I was just vacuuming a room (not at my house) after I was asked to check out a vacuum that wouldn’t work. I’m good at fixing things- I get asked stuff like this all the time, so I checked it out.
I ran through the thing and turned it on and it seemed fine, except the brushes weren’t spinning.
Because they weren’t turning on. Easy peasy, press the pedal and they whirred away. But i’ve got to test it to make sure, otherwise how do you know?
So I started vacuuming around the living room, where I was checking it out. Because how else do you test a vacuum to make sure it’s working properly? You use it. If it sucks, it’s good to go. But you don’t know until you use it.
The room was pretty open, hardwood floors, but it needed a vacuum. You know, dog hairs, daily kid traffic, whatever. So without really thinking about it, I began vacuuming the front entry and dining room.
What happened as I did it absolutely blew me away.
As I guided the vacuum on a choreographed routine around I began thinking about my work week and running through some pretty high level things I was going to have to talk to people about.
I’m a business development consultant with some clients that do pretty high level things in the world.
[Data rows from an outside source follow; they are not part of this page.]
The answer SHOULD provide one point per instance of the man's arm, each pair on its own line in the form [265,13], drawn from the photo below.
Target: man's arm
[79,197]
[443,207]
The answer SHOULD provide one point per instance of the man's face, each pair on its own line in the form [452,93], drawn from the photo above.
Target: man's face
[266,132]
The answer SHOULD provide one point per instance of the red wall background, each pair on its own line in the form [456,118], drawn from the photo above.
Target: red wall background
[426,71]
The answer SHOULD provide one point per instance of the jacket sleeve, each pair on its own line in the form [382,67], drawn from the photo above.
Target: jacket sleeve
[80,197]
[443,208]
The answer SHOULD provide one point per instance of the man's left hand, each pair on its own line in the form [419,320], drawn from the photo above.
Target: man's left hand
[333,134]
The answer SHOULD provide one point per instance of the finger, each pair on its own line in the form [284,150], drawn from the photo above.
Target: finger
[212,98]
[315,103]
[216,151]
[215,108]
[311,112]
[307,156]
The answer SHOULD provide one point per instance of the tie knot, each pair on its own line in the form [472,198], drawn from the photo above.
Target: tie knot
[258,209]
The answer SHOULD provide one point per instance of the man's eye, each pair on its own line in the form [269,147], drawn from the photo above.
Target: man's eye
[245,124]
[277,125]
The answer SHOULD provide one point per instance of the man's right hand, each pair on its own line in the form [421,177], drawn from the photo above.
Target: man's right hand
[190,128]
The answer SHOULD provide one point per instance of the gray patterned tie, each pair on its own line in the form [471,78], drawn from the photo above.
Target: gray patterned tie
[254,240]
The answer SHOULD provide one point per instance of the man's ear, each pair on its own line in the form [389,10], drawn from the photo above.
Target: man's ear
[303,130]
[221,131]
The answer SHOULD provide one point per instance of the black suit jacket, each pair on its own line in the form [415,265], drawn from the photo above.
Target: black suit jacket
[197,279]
I’m grateful for the cool conversations things I get to have, and I was reminded of something that one of them mentioned to me: he said that he would never let anyone vacuum his office because that was his time to think.
I never really understood it until the very moment where I was doing the very thing.
But as I vacuumed the floor of a home of a friend’s I was able to solve some of my world’s problems that might have taken a lot longer to do through the more directed methods.
What I’m getting at is that these simple tasks can be meditative and can get you closer to whatever goal you’re working on. It doesn’t matter if it’s on your time or someone else’s time, use it to plan your next move, work through some hurt, ponder a solution, or simply be grateful.